Yeh I'd say battery life and the **** of having to use iTunes, hateful piece of software that.

In terms of the phone itself, I had a 3G and sent it back after a few weeks, I just could not get on with the on screen keypad, I know they say it learns your style but after 3 weeks it was no different.

It's too locked down for my liking as well, apple want to control everything and it's very annoying.



stokie84 said:


> I have the nokia 5800 and i say its BETTER than the iphones as my mates got one and ive had a play with it!


So have I, I wouldn't say it's better, areas of it are nice, but the S60 is a bit of a faff. I used to have a SE W960i (which broke 3 times, gutted, loved the phone), that ran UIQ3 and I have to say I prefered that over S60 5th.

Is it a better handset than the iPhone? The physical device certainly is nicer in the hand, but the OS on the iPhone is much better, but then the S60 gives you more freedom. A nice compromise would be OSX that allowed you as much freedom as S60 and didn't need fecking iTunes!!!!



Dougster said:


> "3. ITunes - What is the Nokia equivalent?"
> 
> Anything other than the above!!


The Ovi app, allows you to manage everything on the phone, you can send texts to it whilst it's plugged in via USB or hooked up by bluetooth, so if your on the computer you don't need to be next to your phone. You can back everything up, manage the files, install apps etc all from the computer, mine hooks up with the usb as soon as i'm in the house (and the computer is on) as I've go a 100m range BlueTooth dongle.

And if you don't like doing that? You can just drag and drop.


----------



## e60mad (Dec 10, 2007)

The iPhone is no doubt in a class of its own, but it does certainly had its problems. I mean it wasn't until recently you could send an MMS, Copy/Paste, send a contact to someone else etc etc. 
Still outstanding is 
- the fact that it can be painfully slow (did it register that I just pressed a button on the screen, best press it again just to be sure...!), 
- it can still crash a fair bit, 
- Safari (see also last point again), 
- no sync via Bluetooth (FFS!)
- I'm not even half way through my contract! (personal moan)
Still all that said, its still the best thing I've bought in a very very long time.


----------



## SuperchargedLlama (Apr 25, 2008)

e60mad said:


> The iPhone is no doubt in a class of its own, but it does certainly had its problems. I mean it wasn't until recently you could send an MMS, Copy/Paste, send a contact to someone else etc etc.
> Still outstanding is
> - the fact that it can be painfully slow (did it register that I just pressed a button on the screen, best press it again just to be sure...!),
> - it can still crash a fair bit,
> ...


The 3GS definitely fixed the slow bit, but when you look at the 3GS you think, "any other handset maker would have put all of that in the first time round", Apple do these incremental upgrades so people get the same thing but a bit better each time. There are just too many fanboys that swallow it up. Look at Samsung, they are really pushing the envelope with what a phone can have in it and what it can do, yet some how the iPhone is better?? Well no, it's just the OS. Android might turn this around though.


----------



## gatecrasher3 (Jul 21, 2006)

stokie84 said:


> and my dads got the nokia N97 also no problems


Hideous phone. I tried one before sending it back and getting a 3GS.
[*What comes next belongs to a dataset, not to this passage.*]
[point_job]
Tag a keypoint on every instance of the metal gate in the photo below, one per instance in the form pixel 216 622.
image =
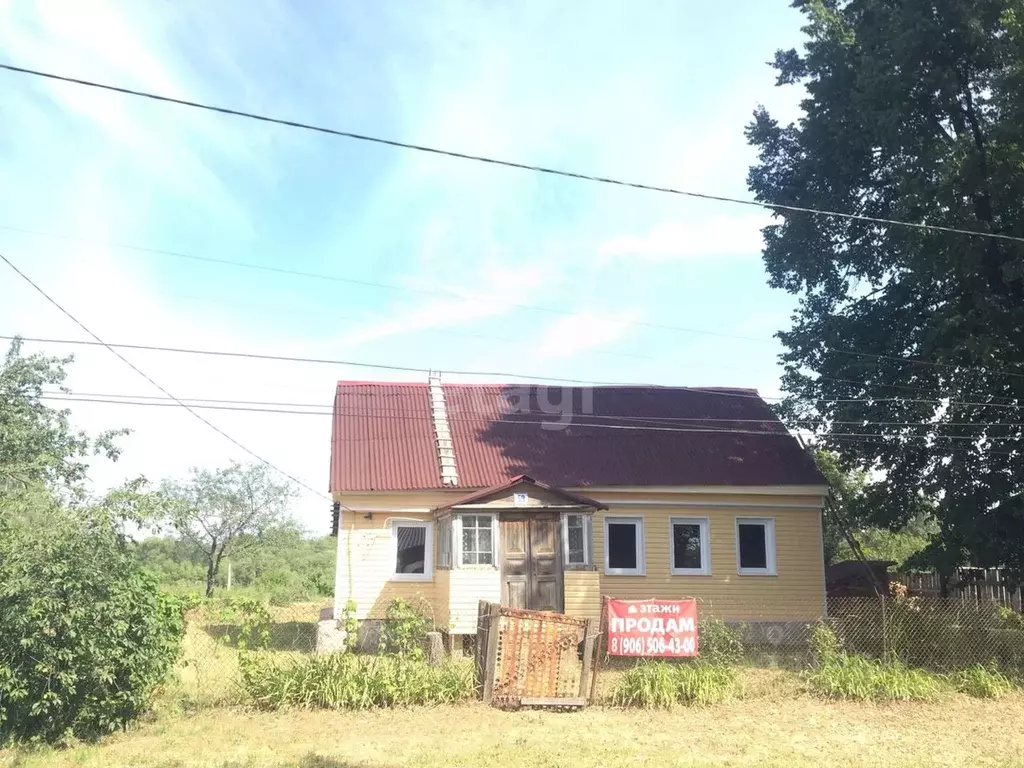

Essentially an N95 with a poor touchscreen facility in an ugly bulky shell.


----------



## xyber (Jan 4, 2008)

Improve battery life by turning off LOCATION SERVICES, works a treat


----------



## nick-a6 (Jun 9, 2007)

battery life could be better.
When it does eventually lose a signal it doesn take a while to get signal back
bluetooth being locked down is a PITA


----------



## SuperchargedLlama (Apr 25, 2008)

gatecrasher3 said:


> Hideous phone. I tried one before sending it back and getting a 3GS.
> 
> Essentially an N95 with a poor touchscreen facility in an ugly bulky shell.


It's odd this one because as soon as you have it in white, it looks gorgeous, the black doesn't suit it at all!

The keyboard is a dream though, shame the OS doesn't back it up. Android on that handset would be brilliant.


----------